The battle of the Bobs.
The New York Times meticulously pieced together the bitter power struggle inside Disney between CEO Bob Iger and his successor, Bob Chapek, who was fired in 2022. The piece, which follows up a 2023 report from CNBC, chronicles Chapek’s rise and fall, and Iger’s quest to return to power.
Why is comedy TikTok seemingly all crowd work clips?
I’ve always wondered, and Lucas Zelnik has a shockingly simple and good answer:
I think the biggest thing is to stay in front of people’s faces. You just have to put out so much content. Jokes take so long to write. I will put out chunks of material but very selectively, and, frankly, I probably won’t put out any more material until I’m ready to release an hourlong special, which I think I want to give that a few more years.
AI search “shouldn’t be this easy to manipulate.”
Kevin Roose, whose New York Times story about horny Bing chats went viral last year, writes that chatbots are at times very negative about him since, having seemingly picked up on criticism of his piece.
Now, he writes about how he used techniques that could be considered an AI-focused version of SEO to influence how they respond when asked about him — and what that portends.
“The Titanic was an insurance scam” is my new favorite conspiracy theory.
The claim that the Titanic was swapped with a sister ship and intentionally sunk for an insurance payout is, according to Reuters, a long-running and meritless rumor.
But it’s entirely new to me! And extremely hilarious!
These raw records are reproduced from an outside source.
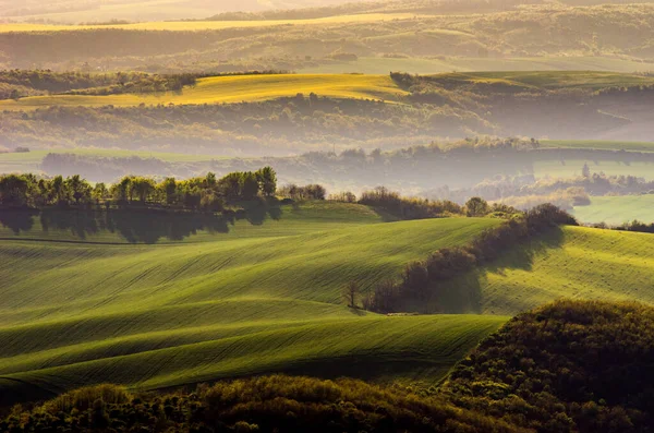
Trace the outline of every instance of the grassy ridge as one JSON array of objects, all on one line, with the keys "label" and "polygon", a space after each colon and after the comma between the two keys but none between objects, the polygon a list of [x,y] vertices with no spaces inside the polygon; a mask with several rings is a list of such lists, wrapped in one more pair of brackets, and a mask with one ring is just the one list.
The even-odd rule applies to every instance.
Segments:
[{"label": "grassy ridge", "polygon": [[592,197],[590,206],[576,207],[572,213],[586,224],[654,222],[654,194]]},{"label": "grassy ridge", "polygon": [[123,94],[108,96],[53,95],[0,101],[0,109],[35,109],[49,106],[134,107],[141,104],[218,104],[262,101],[295,96],[299,93],[332,98],[397,100],[405,92],[389,76],[347,74],[276,74],[215,76],[201,79],[180,93]]},{"label": "grassy ridge", "polygon": [[350,279],[367,287],[496,224],[420,220],[154,246],[5,241],[0,246],[0,273],[9,275],[0,282],[2,312],[21,310],[32,320],[27,316],[45,309],[109,313],[125,304],[137,311],[217,299],[340,303],[338,289]]},{"label": "grassy ridge", "polygon": [[[11,368],[0,368],[0,372],[9,373],[3,374],[5,378],[46,383],[53,392],[107,381],[161,388],[312,369],[323,375],[341,375],[350,369],[350,374],[359,376],[390,378],[397,374],[433,382],[504,322],[506,317],[467,315],[363,317],[218,336],[164,349],[154,348],[154,338],[142,337],[8,359]],[[95,360],[88,360],[94,356]],[[59,365],[62,363],[65,365]],[[384,372],[389,363],[400,368],[395,373]]]},{"label": "grassy ridge", "polygon": [[[133,211],[119,213],[114,227],[101,227],[96,219],[85,220],[85,214],[76,211],[53,209],[40,215],[5,212],[0,216],[0,239],[116,244],[217,242],[243,238],[279,238],[392,220],[390,216],[370,207],[344,203],[314,202],[302,206],[255,209],[259,214],[256,221],[252,220],[250,213],[245,219],[209,218],[209,224],[206,225],[194,225],[193,218],[187,220],[177,214]],[[51,215],[51,218],[47,219],[45,215]],[[157,228],[150,218],[168,221],[169,226]],[[213,221],[222,221],[223,225],[214,227],[210,225]]]},{"label": "grassy ridge", "polygon": [[402,71],[413,74],[436,74],[451,71],[614,71],[649,72],[652,64],[633,60],[603,57],[533,57],[511,59],[488,58],[383,58],[361,57],[356,61],[324,63],[299,70],[301,73],[385,74]]},{"label": "grassy ridge", "polygon": [[635,176],[646,180],[654,179],[652,164],[588,159],[545,159],[534,164],[534,176],[536,178],[571,178],[581,176],[584,164],[589,165],[592,173],[604,172],[607,176]]},{"label": "grassy ridge", "polygon": [[432,383],[506,321],[385,317],[340,300],[348,281],[368,287],[497,220],[374,224],[364,206],[334,204],[284,212],[298,214],[199,243],[3,241],[0,387],[159,388],[271,371]]},{"label": "grassy ridge", "polygon": [[598,151],[654,152],[652,142],[601,141],[601,140],[542,140],[544,147],[582,148]]},{"label": "grassy ridge", "polygon": [[654,236],[566,227],[464,281],[480,311],[516,314],[560,298],[654,302]]}]

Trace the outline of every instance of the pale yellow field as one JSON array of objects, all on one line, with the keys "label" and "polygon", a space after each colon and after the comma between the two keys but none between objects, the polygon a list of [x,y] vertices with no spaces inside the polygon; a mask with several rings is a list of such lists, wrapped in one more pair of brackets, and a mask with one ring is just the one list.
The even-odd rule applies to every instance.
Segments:
[{"label": "pale yellow field", "polygon": [[197,85],[180,93],[126,94],[108,96],[51,95],[19,100],[2,100],[0,109],[31,110],[50,106],[134,107],[141,104],[220,104],[262,101],[311,93],[332,98],[396,101],[407,92],[388,75],[281,74],[215,76],[198,80]]},{"label": "pale yellow field", "polygon": [[267,20],[267,21],[192,21],[192,22],[149,22],[114,25],[50,25],[50,24],[0,24],[0,33],[10,32],[63,32],[97,28],[122,28],[128,31],[220,31],[238,27],[267,27],[276,25],[311,25],[311,24],[348,24],[392,20],[409,20],[414,13],[366,13],[358,15],[339,15],[313,20]]}]

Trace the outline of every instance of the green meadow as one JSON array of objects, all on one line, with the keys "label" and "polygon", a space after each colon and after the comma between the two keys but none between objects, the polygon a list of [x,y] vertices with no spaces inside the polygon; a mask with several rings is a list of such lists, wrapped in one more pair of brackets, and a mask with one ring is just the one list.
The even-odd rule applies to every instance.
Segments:
[{"label": "green meadow", "polygon": [[48,154],[73,154],[95,158],[156,158],[165,163],[203,163],[223,159],[214,155],[193,155],[168,152],[124,151],[102,148],[53,148],[35,149],[27,153],[0,153],[0,172],[39,172],[40,164]]},{"label": "green meadow", "polygon": [[654,237],[565,227],[453,282],[477,313],[517,314],[557,299],[654,303]]},{"label": "green meadow", "polygon": [[536,178],[572,178],[581,176],[584,164],[589,165],[592,173],[607,176],[635,176],[646,180],[654,180],[654,165],[650,163],[622,163],[611,160],[586,159],[544,159],[534,163]]},{"label": "green meadow", "polygon": [[198,105],[255,103],[315,93],[341,99],[396,101],[407,92],[388,75],[272,74],[211,76],[181,92],[122,95],[49,95],[0,100],[0,109],[31,110],[51,106],[136,107],[144,105]]},{"label": "green meadow", "polygon": [[354,61],[332,61],[307,67],[302,73],[386,74],[402,71],[413,74],[436,74],[471,71],[611,71],[649,72],[651,63],[610,57],[533,57],[533,58],[385,58],[360,57]]},{"label": "green meadow", "polygon": [[384,220],[360,205],[284,206],[258,226],[153,244],[5,227],[0,378],[47,395],[277,371],[436,383],[507,317],[383,316],[346,308],[341,288],[499,222]]},{"label": "green meadow", "polygon": [[606,222],[618,226],[638,219],[654,222],[654,194],[591,197],[589,206],[578,206],[572,214],[581,222]]}]

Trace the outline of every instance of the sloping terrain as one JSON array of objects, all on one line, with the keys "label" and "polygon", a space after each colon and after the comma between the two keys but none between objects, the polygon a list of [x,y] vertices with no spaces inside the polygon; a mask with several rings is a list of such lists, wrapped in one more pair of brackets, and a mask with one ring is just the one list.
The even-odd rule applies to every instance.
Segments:
[{"label": "sloping terrain", "polygon": [[517,314],[564,298],[654,303],[653,248],[650,233],[565,227],[457,280],[452,305],[462,293],[479,300],[465,311],[485,314]]},{"label": "sloping terrain", "polygon": [[57,394],[272,371],[433,383],[506,321],[386,317],[340,299],[349,281],[365,289],[497,220],[366,224],[379,221],[366,207],[323,205],[322,218],[341,221],[330,227],[307,213],[241,222],[203,242],[97,244],[70,233],[69,242],[65,233],[2,241],[2,383]]},{"label": "sloping terrain", "polygon": [[145,105],[199,105],[262,101],[315,93],[331,98],[397,100],[407,93],[384,75],[241,75],[201,79],[179,93],[149,95],[52,95],[0,101],[2,109],[34,109],[50,106],[136,107]]}]

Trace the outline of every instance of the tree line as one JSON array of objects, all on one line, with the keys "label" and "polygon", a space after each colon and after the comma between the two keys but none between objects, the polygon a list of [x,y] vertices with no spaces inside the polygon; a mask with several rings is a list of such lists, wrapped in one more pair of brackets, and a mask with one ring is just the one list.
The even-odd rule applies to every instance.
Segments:
[{"label": "tree line", "polygon": [[0,206],[36,207],[59,205],[158,205],[194,211],[221,212],[227,204],[271,197],[277,192],[277,173],[270,167],[234,171],[220,179],[209,172],[187,180],[125,176],[107,185],[92,185],[80,175],[51,179],[35,175],[0,177]]}]

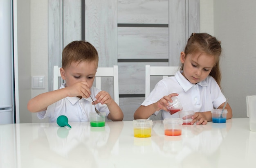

You should treat this (and anything else on that cursed site) with the gravity and weight of fanfiction, but let’s be real, fanfiction is fun.
The people who worry about killer AI are still worried about killer AI.
And they’re worried that everybody else got really worried for a minute, too, and then just kind of moved on. And so maybe the worriers missed their only chance:
“There was almost a dog-that-caught-the-car effect,” she said. “This community had been trying so long to get people to take these ideas seriously, and suddenly people took them seriously, and it was like, ‘Okay, now what?’”
Whistleblowin’ from 9 to 5.
I’m gonna go out on a limb and say US whistleblower laws weren’t intended to be used by people like “Richard Overum,” who has turned himself into a super spy one whistleblower reward at a time. But he’s making it work! And he’s recruiting.
I can’t decide if this is a Robin Hood story or kind of scammy or both, but I can’t get enough.